A few reasons for this:

-- Everything is an emergency even when it is not--Dr. X's iPad not working is more important than a whole nurses station losing the network connection. The teams suffer long term from "priority fatigue" because when everything is a priority, then nothing is and the levels of stress that are induced are not sustainable.
-- Politics and "fifedoms" are rampant--I have been in very large organizations that did not have as much "tree marking" and kingdom building as in healthcare with all of its "chiefs" and "in-chiefs".
-- Progress is incredibly slow and can best be described as: a team rotates the wheels of a train a two revolutions, the next team welds them to the tracks, the next team grinds them free, the next team rotates them backwards one revolution.

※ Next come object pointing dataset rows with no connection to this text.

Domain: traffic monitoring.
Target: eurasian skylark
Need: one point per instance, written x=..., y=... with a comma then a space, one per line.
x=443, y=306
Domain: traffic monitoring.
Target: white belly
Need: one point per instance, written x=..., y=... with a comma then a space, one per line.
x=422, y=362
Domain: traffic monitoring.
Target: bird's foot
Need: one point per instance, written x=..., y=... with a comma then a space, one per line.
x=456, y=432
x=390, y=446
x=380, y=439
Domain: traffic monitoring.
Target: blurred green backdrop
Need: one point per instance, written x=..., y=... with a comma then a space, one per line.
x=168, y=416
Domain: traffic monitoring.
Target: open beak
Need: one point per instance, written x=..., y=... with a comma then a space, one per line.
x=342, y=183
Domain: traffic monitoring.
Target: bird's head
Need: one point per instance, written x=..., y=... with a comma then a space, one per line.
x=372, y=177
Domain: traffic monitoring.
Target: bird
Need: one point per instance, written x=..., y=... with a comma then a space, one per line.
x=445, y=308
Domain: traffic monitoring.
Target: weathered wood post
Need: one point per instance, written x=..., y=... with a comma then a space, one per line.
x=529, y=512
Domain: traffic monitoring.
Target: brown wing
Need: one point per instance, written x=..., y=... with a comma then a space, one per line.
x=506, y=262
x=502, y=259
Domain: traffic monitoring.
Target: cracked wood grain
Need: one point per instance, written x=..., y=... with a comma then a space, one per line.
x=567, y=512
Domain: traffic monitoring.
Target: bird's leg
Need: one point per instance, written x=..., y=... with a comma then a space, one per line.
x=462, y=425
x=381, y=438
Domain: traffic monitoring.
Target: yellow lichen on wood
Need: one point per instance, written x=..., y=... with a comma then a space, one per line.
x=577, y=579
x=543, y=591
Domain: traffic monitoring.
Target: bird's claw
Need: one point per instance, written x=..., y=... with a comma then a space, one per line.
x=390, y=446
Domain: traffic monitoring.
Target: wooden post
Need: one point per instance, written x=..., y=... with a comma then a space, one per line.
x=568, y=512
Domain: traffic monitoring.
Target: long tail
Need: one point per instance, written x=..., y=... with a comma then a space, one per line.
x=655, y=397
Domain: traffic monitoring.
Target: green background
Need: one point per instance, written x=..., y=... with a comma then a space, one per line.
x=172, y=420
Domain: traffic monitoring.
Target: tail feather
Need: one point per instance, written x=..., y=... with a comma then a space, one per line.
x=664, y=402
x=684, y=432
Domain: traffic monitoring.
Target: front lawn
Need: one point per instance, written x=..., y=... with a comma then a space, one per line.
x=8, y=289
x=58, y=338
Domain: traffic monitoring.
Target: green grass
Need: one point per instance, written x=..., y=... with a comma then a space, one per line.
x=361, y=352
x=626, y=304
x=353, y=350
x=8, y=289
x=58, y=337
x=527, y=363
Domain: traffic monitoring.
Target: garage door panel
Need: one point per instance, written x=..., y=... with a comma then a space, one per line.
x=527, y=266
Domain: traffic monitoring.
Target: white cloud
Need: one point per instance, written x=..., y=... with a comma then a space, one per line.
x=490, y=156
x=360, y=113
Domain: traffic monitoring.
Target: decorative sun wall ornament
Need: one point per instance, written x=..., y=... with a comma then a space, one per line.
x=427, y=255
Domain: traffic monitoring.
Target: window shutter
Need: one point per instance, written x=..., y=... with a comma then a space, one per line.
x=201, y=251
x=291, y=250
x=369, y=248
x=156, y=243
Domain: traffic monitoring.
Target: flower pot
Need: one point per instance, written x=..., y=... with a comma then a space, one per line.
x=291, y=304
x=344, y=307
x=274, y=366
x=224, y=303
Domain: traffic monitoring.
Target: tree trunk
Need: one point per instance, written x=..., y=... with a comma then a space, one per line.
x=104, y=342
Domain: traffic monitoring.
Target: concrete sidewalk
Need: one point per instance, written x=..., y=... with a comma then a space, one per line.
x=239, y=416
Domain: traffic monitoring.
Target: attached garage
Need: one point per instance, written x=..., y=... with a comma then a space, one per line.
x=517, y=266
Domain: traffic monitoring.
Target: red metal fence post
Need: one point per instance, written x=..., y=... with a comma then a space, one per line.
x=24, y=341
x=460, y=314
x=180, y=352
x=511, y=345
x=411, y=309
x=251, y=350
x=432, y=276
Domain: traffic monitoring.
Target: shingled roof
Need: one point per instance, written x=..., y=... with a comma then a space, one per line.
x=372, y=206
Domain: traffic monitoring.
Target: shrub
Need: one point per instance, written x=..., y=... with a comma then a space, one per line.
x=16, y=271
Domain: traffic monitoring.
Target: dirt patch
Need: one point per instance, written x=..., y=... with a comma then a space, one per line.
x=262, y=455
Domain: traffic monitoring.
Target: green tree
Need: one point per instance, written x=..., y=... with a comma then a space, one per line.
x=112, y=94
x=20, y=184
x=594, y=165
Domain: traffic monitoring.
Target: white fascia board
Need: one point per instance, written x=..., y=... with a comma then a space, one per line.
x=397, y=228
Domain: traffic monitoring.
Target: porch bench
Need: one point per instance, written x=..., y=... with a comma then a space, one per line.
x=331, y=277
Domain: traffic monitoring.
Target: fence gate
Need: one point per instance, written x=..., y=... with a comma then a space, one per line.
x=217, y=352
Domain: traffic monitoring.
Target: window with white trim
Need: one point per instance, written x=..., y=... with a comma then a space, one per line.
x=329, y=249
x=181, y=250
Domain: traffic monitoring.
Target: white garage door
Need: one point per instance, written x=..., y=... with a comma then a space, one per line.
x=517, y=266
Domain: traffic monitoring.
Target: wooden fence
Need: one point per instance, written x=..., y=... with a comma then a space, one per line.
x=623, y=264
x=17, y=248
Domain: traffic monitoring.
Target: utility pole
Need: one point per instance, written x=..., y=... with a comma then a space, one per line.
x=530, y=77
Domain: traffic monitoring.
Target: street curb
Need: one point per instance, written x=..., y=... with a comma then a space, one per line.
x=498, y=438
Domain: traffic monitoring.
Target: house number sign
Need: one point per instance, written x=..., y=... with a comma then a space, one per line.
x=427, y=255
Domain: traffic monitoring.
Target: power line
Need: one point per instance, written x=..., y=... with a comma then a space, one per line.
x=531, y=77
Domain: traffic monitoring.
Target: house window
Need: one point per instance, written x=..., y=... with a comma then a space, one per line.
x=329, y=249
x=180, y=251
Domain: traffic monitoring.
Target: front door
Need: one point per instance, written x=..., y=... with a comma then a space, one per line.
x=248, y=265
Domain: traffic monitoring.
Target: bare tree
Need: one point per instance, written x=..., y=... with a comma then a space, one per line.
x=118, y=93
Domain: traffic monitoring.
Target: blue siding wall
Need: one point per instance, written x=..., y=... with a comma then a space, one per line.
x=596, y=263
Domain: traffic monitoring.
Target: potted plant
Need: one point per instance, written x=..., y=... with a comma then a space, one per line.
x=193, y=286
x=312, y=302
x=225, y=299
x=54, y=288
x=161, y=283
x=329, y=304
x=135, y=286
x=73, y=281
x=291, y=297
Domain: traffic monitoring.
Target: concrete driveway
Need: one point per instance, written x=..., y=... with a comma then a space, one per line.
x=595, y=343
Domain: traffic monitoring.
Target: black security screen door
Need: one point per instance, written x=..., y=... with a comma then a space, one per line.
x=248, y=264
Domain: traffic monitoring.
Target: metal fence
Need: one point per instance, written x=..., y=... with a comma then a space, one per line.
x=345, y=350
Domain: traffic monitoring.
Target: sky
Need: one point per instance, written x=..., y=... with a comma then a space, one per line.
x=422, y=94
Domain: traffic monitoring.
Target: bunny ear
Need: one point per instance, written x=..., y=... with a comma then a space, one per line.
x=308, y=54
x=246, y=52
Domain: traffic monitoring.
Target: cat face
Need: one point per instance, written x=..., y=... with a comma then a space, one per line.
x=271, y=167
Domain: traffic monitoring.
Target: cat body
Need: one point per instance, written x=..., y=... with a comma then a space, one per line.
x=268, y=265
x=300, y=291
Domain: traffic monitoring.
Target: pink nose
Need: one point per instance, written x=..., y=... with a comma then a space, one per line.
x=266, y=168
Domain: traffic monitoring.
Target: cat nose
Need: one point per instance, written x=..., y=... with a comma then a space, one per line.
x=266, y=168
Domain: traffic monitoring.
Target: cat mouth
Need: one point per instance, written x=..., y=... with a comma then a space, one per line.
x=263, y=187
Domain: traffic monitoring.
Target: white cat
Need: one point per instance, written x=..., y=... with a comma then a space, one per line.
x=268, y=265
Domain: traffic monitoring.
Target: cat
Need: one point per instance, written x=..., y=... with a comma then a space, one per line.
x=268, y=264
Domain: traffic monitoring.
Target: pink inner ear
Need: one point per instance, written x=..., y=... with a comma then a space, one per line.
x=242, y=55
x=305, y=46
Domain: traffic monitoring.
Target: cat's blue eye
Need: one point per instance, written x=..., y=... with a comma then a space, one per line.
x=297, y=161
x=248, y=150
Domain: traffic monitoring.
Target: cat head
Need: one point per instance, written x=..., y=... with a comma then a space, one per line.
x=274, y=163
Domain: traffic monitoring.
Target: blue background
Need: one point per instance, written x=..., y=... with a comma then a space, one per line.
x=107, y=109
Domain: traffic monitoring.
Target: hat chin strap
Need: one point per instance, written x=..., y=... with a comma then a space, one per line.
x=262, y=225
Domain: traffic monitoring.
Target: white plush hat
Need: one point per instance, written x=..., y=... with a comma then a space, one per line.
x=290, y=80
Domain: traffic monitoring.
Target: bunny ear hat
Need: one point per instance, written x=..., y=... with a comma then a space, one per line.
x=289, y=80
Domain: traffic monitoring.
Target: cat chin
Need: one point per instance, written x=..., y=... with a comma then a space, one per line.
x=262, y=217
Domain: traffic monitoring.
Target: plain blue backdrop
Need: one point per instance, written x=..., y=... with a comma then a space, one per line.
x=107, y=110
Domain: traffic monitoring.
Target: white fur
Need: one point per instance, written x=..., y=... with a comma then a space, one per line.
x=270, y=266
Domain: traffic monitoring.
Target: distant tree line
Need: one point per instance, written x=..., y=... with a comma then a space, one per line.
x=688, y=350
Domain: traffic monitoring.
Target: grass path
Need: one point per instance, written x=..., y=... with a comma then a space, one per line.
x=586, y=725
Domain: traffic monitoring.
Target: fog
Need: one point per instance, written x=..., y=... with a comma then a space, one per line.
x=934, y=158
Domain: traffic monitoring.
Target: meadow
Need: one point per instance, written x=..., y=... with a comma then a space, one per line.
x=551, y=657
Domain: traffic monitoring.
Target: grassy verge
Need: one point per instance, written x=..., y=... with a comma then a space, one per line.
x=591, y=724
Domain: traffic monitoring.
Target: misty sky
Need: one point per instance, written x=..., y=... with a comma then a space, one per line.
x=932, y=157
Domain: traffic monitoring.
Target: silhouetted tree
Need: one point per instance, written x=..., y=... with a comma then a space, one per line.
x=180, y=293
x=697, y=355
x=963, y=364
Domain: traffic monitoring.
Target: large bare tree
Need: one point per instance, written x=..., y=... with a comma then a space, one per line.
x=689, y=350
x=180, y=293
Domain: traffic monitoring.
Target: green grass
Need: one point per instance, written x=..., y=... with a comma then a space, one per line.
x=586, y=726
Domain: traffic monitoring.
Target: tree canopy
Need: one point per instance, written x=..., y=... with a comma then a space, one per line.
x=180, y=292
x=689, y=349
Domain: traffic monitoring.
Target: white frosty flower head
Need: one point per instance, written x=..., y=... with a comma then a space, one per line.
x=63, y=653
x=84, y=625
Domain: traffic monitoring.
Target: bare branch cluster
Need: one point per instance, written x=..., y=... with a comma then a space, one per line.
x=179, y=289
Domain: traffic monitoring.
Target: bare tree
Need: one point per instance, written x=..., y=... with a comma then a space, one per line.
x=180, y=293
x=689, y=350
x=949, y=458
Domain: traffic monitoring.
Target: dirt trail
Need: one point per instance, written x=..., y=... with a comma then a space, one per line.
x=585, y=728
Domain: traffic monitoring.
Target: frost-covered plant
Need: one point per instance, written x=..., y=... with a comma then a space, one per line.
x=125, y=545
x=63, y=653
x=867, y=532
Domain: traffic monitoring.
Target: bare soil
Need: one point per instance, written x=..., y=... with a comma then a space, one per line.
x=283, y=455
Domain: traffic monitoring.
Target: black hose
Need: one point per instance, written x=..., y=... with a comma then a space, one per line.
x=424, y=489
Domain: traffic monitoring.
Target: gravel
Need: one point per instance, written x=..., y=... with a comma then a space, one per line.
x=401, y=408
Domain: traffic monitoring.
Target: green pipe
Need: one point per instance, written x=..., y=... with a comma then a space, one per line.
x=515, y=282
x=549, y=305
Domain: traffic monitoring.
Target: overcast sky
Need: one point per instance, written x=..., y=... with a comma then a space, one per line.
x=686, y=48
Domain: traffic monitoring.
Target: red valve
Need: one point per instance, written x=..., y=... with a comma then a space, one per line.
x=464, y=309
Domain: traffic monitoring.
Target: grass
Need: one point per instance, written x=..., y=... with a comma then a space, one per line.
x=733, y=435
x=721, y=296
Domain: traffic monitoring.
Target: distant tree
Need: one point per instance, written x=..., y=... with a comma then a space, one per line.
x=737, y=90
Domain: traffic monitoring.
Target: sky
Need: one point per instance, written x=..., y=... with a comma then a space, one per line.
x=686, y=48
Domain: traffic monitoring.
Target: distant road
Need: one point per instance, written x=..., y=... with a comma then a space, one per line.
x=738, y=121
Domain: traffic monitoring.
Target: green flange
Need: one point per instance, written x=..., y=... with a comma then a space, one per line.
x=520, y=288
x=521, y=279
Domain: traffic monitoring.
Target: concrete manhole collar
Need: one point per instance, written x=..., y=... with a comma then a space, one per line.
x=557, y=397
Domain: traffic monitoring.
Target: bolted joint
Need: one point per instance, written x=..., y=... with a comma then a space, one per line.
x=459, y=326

-- Despite the external façade that healthcare has technological advancements, they are typically referring to the medical side of the house and not technology as a whole. I know of two major healthcare organizations who are running Windows 7 on 20,000+ machines today with no clear path to upgrade. Another example is fax machines are a critical workflow component and instead of centralizing into a SaaS solution (which could create digital copies), they have hundreds of them scattered with dozens of people sorting and scanning faxes.

I did it for about 2 years and I can easily see why healthcare costs so much in the US (not trying to make a political statement here). The day I left, it felt like I could fly due to the weight lifted off my shoulders. The mission in healthcare is a good one, but there far too many negative aspects from a professional point of view that supersede that mission.
 
out of high school I worked delivering appliances for maybe 5 years .. tore up my back so bad i'm still paying for it today at age 65
 
In the '60's I had a summer job working for the PA Dept of Highways. The crew I worked with was repaving secondary roads. A truck would spray tar over the road, another truck would spray gravel, then the rollers went over it. After the truck truck sprayed gravel another truck followed full with gravel. Workers would shovel gravel onto spots the other truck had missed. I was one of those guys with a shovel. When I got home I had to scrape off inches of tar and gravel from the bottom of my shoes with a propane torch and a putty knife. I think it paid $1.71 an hour. That was good money for a summer job.